While The Frontier’s investigation was published March 16, nothing has been done to stop the practice. Records show three retiring sergeants may have engaged in “buying rank” in late March and early April. Sheriff Vic Regalado, the only person so far to publicly acknowledge buying rank, has said he sees nothing wrong with the practice.
Bynum called the practice unacceptable and faulted the mayor for not knowing it was going on.
“I think moving forward we have to have the policy that says this is not allowed,” Bynum said.
Bartlett said he would be issuing an executive order within the next week prohibiting the practice.
“That will put it to a stop without hesitation,” he said.
The mayor added that the city would continue to methodically look into whether any laws were broken or provisions of the ethics code violated. He indicated it could be some time before those determinations are made.
Mowing public property
Bartlett said the city has to live within its means. If the choice comes down to funding more police academies or providing more mowing cycles for city property, he’s fine with fewer mowing cycles.
“I think the public would like to see us take the latter (option), and that’s exactly what we’ve done,” Bartlett said.
Bynum criticized the mayor for including only five mowing cycles in his proposed Fiscal Year 2017 budget and said councilors are looking to change that. He also indicated that the city could work with the philanthropic community to address such issues.
The larger point, Bynum said, is that the mowing issue gives visitors a poor impression of our city.
“We need to hold ourselves to a higher standard,” he said.
Consolidating city and county governments
Both candidates said they do not support the idea.
Bartlett said it’s an impractical idea, noting, for example, that every police department in the county has different requirements for the job and different pay scales.
“But I will commit to the short-term goal of unifying city/county departments where it does make sense,” Bartlett said.
The city and county have worked together to consolidate services, such as their health departments and libraries, and that effort should continue where practical, Bartlett said. The city and county continue to discuss the possibility of combining their park systems, the mayor noted.
Bynum said he believes that because of his good relationship with the county leaders he could work with them to go through every function of government to see which entity is best suited to provide the service.
The mayor simply does not have the relationships with county leaders that such an exercise would require, Bynum said.
“He’s torched his relationship with them to the point that there is no trust,” Bynum said.
What keeps you up at night?
Each candidate was asked what issue keeps them up at night as it relates to Tulsa’s long-term future?
Bartlett said national security and protecting the U.S. border keeps him up at night. He noted that there are many high-profile targets in the country, including a major intersection of pipelines in Cushing.
Those pipelines carry crude oil, natural gas and get fuel to and from refineries all over the country, the mayor said.

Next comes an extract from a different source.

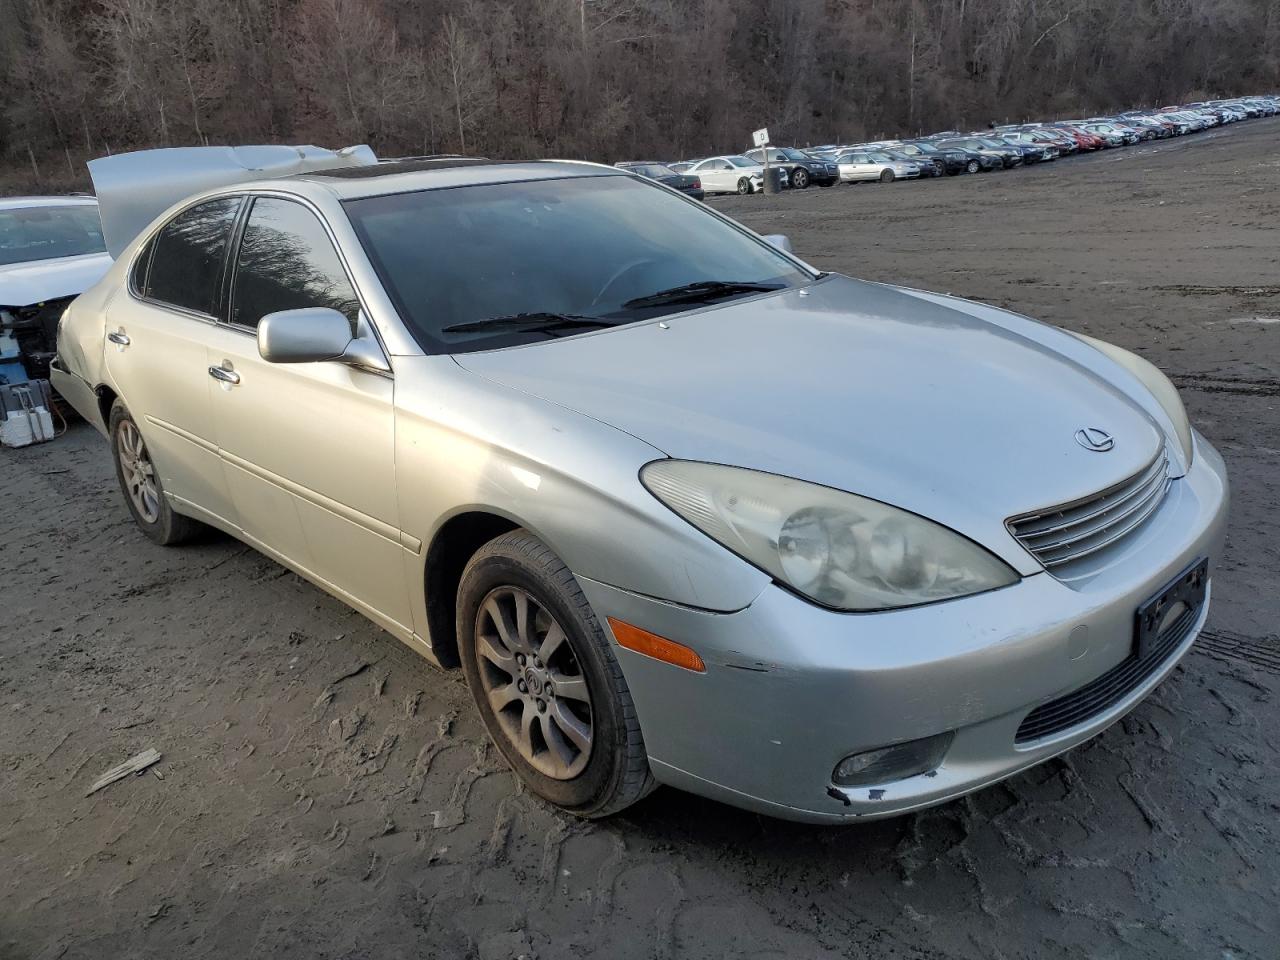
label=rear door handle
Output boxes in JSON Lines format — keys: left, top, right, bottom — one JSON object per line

“If it were to be bombed, if something were to happen to it, it would have a tremendous negative impact on the economics, security and vitality of our country — not just the city of Tulsa,” Bartlett said. “We have to control the borders of our country.”

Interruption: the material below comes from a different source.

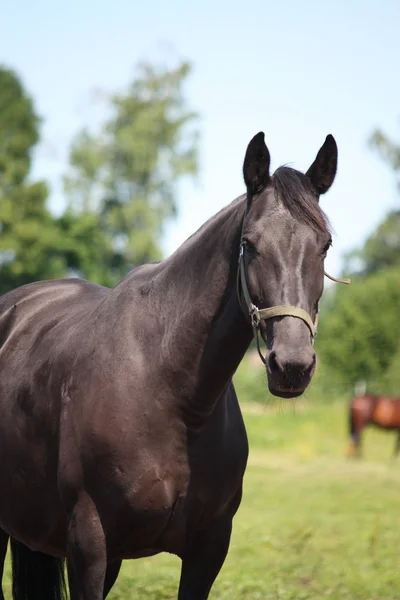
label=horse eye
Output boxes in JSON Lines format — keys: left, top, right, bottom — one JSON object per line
{"left": 243, "top": 239, "right": 258, "bottom": 254}
{"left": 322, "top": 239, "right": 332, "bottom": 257}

Bynun said he stays awake worrying that Tulsans have grown complacent and given up on aiming high.
His concern, he said, is “that the days when people thought we ought to be America’s Most Beautiful City and ought to be the Oil Capital of the World have gone by the wayside. … I think we have to wake up. I think we have to quit settling for less.”
The nonpartisan mayoral primary is scheduled for June 28. Should a candidate receive more than 50 percent of the vote, that person would be Tulsa’s next mayor and be sworn in in December.
A runoff primary, if needed, would be held Aug. 27. The general election is Nov. 8.